Researchers have long known that female brown-headed cowbirds make quick, lateral wing strokes to approve the songs of juvenile males (as in finches, only male cowbirds learn to sing). Most scientists discounted the cowbirds’ social cues as an isolated oddity, because the birds are brood parasites. But cowbirds’ similarities to zebra finches—both are highly social and use their songs to attract mates rather than claim territories—led Cornell University developmental psychobiologists Samantha Carouso-Peck and Michael Goldstein to wonder whether female finches also use social cues to help young males learn the best, mate-attracting songs.

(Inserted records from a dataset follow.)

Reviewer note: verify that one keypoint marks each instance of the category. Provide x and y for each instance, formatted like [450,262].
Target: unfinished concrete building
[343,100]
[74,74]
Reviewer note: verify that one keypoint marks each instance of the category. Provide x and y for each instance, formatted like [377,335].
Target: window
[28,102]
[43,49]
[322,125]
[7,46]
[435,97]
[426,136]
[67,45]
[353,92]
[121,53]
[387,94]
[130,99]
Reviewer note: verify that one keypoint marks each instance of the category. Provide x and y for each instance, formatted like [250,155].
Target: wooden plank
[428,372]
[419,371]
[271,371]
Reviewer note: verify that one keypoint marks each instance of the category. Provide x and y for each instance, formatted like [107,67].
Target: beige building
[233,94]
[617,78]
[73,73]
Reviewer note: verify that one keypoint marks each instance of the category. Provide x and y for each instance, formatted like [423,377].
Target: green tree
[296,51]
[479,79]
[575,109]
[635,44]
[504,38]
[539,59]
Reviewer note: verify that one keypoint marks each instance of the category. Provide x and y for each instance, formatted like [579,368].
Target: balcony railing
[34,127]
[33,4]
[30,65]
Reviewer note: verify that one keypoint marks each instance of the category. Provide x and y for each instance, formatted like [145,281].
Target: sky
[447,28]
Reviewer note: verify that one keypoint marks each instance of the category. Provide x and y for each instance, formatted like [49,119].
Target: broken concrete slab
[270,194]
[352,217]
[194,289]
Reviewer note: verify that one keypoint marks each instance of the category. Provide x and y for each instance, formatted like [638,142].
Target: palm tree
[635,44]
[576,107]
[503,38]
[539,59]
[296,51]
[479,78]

It takes a typical zebra finch 55 days to learn dad’s rhythmic, beeping tune. Carouso-Peck and Goldstein selected nine pairs of zebra finch brothers that were raised by their parents until they were 35 days old and just starting to practice their fathers’ songs. For 1 hour daily over 25 days, each brother sang by himself in a sound chamber equipped with a video monitor and camera. Whenever they sang, a scientist played a video of an unrelated adult female finch erecting her feathers and moving her upper body quickly from side to side; such “fluff-ups” signal that females like a male’s tune. At the same time, the scientist played the video for the other brother, even if he wasn’t singing.
When the birds were sexually mature at 90 days old, the scientists compared the young males’ songs with those of their fathers. The birds that got female feedback in response to their singing were far more accurate than their peers, with eight of nine belting out melodies more acoustically similar to those of their fathers. “We’ve shown that a young male zebra finch isn’t learning his song via a special imitation box in his head,” Goldstein says. “He’s learning it from his mom, who loves his dad’s song and is already excited and aroused by that song.”
Such active learning closely resembles how human infants learn speech, the scientists note, making these finches even better models for studying language acquisition across species. For a young male finch, mom’s approval means he’ll likely be successful at his chief job in life: attracting a mate and reproducing.